Friday, November 24, 2006

Racist Football Fan Shot by French Police Officer

Hapoel Tel Aviv Players Celebrate in Paris

One man is dead and another seriously wounded after a plainclothes police officer shot into a crowd of French hooligans trying to lynch him and a Hapoel Tel Aviv fan in Paris. According to statements from the police and government officials, the shooting had been preceded by racist remarks directed at the policeman, Antoine Granomort, who is of Caribbean origin, and at the fan Yaniv Hazout, aged 21.

The incident took place on Thursday night, after Hapoel Tel Aviv defeated Paris St-Germain 4:2 in an UEFA match at the Parc de princes stadium. The Paris football team's fans have a reputation for hooliganism, and its hardcore fan club, the Boulougne Boys, is affiliated with right-wing extremist groups. The loss to the Israeli team apparently did not sit well with them.
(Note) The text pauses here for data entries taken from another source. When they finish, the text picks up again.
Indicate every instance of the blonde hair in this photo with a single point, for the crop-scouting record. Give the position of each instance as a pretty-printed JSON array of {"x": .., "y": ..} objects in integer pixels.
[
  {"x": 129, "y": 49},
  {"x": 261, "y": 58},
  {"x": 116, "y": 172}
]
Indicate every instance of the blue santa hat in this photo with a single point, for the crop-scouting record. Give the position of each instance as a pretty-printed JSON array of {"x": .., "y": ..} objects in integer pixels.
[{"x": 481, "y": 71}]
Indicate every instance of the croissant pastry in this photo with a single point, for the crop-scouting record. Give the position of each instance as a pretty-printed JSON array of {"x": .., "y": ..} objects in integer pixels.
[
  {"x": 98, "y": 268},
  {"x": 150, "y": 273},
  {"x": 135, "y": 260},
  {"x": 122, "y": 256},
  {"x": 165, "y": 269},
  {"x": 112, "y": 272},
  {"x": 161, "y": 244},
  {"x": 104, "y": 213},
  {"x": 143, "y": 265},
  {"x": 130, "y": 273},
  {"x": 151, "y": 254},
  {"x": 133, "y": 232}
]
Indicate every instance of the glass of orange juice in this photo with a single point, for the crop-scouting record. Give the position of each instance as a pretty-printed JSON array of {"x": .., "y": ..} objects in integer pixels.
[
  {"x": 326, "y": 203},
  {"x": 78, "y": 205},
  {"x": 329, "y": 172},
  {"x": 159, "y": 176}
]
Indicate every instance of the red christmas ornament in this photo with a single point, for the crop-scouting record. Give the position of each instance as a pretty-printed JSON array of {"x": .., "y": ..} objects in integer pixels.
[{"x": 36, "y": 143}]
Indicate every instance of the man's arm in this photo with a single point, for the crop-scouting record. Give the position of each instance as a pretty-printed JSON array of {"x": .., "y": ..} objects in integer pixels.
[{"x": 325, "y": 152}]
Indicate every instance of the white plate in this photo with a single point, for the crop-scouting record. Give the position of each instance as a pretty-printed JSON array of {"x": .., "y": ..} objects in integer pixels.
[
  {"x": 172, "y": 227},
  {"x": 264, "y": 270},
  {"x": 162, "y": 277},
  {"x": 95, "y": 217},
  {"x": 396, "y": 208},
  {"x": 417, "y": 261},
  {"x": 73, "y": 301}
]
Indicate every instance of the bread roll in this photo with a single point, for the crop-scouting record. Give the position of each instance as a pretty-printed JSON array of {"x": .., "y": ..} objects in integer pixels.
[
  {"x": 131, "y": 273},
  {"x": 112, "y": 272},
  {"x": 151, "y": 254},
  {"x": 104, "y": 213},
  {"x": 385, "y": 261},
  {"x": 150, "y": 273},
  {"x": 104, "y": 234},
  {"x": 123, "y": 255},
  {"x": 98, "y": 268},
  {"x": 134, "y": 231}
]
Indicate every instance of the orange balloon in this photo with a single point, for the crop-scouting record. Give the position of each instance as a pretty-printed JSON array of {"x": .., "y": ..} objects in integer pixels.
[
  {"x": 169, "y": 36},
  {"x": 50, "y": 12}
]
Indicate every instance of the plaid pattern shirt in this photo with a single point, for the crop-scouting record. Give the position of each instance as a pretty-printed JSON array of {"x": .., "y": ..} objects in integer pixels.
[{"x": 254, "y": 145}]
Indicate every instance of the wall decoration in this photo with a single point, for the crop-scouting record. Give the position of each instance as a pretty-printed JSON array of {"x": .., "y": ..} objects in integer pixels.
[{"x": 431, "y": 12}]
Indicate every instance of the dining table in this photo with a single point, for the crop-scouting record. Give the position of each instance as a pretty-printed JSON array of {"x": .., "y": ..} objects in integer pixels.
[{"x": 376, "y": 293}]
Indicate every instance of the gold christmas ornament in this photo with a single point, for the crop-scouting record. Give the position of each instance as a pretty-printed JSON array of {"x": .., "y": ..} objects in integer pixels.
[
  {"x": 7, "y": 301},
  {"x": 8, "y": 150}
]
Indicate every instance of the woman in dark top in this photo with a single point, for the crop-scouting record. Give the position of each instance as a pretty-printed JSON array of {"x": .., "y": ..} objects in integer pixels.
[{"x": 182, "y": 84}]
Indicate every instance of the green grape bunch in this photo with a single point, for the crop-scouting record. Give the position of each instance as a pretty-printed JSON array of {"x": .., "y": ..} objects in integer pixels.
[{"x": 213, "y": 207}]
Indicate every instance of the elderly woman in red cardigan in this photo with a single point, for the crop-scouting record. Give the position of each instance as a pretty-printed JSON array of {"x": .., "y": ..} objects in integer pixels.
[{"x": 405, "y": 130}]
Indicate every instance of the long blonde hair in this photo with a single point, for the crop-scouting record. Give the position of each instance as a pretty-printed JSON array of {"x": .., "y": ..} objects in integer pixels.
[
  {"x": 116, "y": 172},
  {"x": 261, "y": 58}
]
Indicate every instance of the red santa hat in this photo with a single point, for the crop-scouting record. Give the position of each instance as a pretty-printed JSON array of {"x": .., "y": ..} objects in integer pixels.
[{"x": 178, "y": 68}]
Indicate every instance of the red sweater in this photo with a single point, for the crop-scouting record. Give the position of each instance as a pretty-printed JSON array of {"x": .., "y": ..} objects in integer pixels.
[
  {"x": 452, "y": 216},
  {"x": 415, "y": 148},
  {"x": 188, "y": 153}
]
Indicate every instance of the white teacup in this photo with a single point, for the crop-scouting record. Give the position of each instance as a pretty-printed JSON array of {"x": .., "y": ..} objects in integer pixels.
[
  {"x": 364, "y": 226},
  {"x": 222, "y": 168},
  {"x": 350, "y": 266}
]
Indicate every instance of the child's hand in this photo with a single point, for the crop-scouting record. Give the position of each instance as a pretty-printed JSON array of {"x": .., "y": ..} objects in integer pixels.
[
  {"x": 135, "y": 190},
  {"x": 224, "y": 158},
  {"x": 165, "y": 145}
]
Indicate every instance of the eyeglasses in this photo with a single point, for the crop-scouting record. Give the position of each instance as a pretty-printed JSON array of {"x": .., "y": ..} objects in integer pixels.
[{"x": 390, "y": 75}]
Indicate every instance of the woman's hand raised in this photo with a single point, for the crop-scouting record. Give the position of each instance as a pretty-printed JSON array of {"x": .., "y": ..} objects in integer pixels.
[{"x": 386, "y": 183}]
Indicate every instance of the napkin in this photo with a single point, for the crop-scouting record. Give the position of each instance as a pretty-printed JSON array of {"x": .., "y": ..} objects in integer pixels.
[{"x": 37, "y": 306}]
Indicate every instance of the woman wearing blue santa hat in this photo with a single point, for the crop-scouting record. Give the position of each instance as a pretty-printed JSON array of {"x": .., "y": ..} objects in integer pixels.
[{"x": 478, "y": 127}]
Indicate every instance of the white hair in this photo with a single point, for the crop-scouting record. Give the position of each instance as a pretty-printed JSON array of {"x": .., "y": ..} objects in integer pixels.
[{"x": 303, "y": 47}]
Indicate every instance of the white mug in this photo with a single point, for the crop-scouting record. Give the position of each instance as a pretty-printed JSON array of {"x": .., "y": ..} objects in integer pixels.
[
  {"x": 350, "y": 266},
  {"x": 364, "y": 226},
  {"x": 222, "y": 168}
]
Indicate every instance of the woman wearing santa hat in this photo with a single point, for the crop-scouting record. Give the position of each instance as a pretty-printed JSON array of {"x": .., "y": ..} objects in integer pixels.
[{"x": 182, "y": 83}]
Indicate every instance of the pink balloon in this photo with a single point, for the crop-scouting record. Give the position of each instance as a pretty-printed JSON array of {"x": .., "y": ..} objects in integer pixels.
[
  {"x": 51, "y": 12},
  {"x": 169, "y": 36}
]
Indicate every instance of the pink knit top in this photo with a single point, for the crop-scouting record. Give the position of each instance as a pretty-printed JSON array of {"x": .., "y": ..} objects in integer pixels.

Eyewitness and football reporter Philippe Broussard writes in L'Express, that several hundred PSG supporters roamed the streets outside the stadium looking for a supporter of the opposing team, after the match. He describes coming upon a scene of a group of 100 to 150 young people surrounding a tall black man in a beige, woolen sweater carrying a tear gas grenade and urging another man, apparently a Hapoel supporter, to stay behind him. The crowd was yelling at the two men, hurling insults at them and acting in a threatening manner. Suddenly, Broussard writes, he heard shouts of "he's got a piece, he's got a piece." He saw the first man drop his tear gas grenade and pick it up again, retreating with the other man whom he seemed to be guarding from the crowd. Several minutes later there were gun shots. Only afterward, according to the L'Express reporter, did the hooligans realize that the man in the sweater was a plainclothes police officer:
"C'est un flic, c'est un flic!", crient les assaillants, qui semblent également découvrir sa qualité de policier. ["He's a cop, he's a cop!" shout the attackers, who also seem to be discovering [i.e., at the same time as the reporter Broussard] that the man is a police officer.]
LeMonde reports that according to the Paris district attorney, Jean-Claude Marin, the PSG fans shouted racist insults at the two men before the shooting:
Il semble que des injures racistes assez massives aient été proférées : "sale nègre, sale juif." Il y avait aussi "Le Pen président," des cris de singe et des saluts nazis [It seems that they hurled serious racist insults, "dirty nigger, dirty Jew." There were also cries of "Le Pen for president," monkey grunts, and Nazi salutes].
President Jacques Chirac expressed his dismay at the "scandalous violence," and Interior Minister and presidential hopeful Nicolas Sarkozy said that it was unacceptable that a fan of a football team would be chased with cries of "dirty Jew."

There is some controversy at the moment as to whether the police officer revealed his identity to the hooligans.

3 comments:

Noah K said...

It seems to me there is something of a shadow hanging over the events. The cop is actually being held. And there were arrests today, but absolutely no new information released. I've been to the Parc des Princes, but saw rugby, not PSG. PSG fans are notorious for being "Le Penistes," for being lowlifes.

Amos said...

Yah, I figured as much, though Sarkozy and others seemed to be pretty strong in their support for the police officer. I guess a key problem seems to be that there are accusations that he did not tell anyone that he was a police officer. I don't know what standard procedure is after a police shooting in France; I can imagine that when one person is dead and another mortally wounded, the cop might be held. Let us know when you find out more.

J. said...

That police officer deserves high praise. I highly doubt that it would have mattered to the crowd if he had identified himself earlier. It was a mob for crying out loud!